The recent and continued exodus of teachers helps emphasize what too many governments don't want to fix. Whether in Dublin or Mayo, the problem is certainly the same. "Don't bother me," some people seem to say. "It's my money."

But watch out, for the mirk of hell doth rise when I find you're not spending enough to teach my kid.


  1. It probably just stems from being harrassed by too many street sellers working for charities. We've even had lots of them call to the door. I have no problem with this practice, it's an excellent way for charities to get regular donations, I just feel bombarded by too many of them. That's where your teenage friend loses out, we're all so sick of being harassed, we boycott them all.

  2. Actually, I boycott them all too and make donations direct to charities instead. I do support local school fairs also (great places for 2nd hand books). To be honest am sick of being asked for spare change all the time. Have been approached 5 times already today. Can understand your friend's frustration as Im sure lots of people are just plain scabby.

  3. I'm with Ash, and to a greater extent Mossie on this one At. Walk down any major street in the city and you get bombarded with requests for help from charities. Years of that can change your attitude for the worse unfortunately.

    I do the "direct pay" thing too but then my eye gets caught and I invariably drop coins into the box too.

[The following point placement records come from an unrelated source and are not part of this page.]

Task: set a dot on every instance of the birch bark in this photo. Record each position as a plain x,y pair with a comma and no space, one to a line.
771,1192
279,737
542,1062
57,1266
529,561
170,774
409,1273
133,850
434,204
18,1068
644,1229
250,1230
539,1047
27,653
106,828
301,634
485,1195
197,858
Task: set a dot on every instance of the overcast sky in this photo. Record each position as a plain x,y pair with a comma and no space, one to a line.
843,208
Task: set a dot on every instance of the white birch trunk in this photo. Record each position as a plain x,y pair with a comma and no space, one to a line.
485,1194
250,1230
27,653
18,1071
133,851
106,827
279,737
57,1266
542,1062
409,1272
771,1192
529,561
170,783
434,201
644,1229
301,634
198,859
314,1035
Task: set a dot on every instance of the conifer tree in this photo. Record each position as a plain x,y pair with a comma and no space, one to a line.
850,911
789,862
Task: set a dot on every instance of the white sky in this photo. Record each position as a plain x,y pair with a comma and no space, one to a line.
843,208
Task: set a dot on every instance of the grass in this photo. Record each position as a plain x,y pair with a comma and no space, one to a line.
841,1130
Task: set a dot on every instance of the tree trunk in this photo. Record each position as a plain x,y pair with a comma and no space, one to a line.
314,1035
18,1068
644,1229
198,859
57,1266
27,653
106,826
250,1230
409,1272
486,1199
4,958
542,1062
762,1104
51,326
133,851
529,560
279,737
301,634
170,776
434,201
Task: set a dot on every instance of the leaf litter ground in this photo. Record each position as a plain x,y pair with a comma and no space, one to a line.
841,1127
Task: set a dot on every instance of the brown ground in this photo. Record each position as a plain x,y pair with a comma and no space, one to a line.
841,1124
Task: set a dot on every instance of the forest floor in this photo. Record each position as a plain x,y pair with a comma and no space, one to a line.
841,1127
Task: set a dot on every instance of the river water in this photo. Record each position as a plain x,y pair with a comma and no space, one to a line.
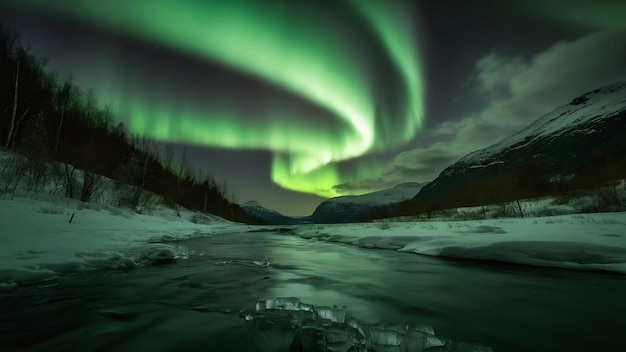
196,304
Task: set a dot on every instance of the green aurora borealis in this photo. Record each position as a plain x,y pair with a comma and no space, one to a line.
329,59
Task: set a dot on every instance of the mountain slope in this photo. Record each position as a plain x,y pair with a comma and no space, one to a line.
354,208
270,217
583,141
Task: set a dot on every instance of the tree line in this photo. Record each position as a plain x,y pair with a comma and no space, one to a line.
48,118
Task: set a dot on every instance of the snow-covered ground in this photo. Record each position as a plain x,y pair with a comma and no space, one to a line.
37,241
579,241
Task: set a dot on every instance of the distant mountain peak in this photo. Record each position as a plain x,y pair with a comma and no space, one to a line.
580,136
355,208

The kids love doing it so I usually shuttle them over instead.

  4. I don't always drop money in the box (tho we're teaching the Little Boy to be kind and we give him coins for it), but I do always ALWAYS look them in the eye, smile, and say 'No, thank you.' It's beyond rude to fully ignore someone, and after doing a job like this one day (10 hours, on my feet at 8 months pregnant), I know that for a fact!!

    A little kindness goes a long way.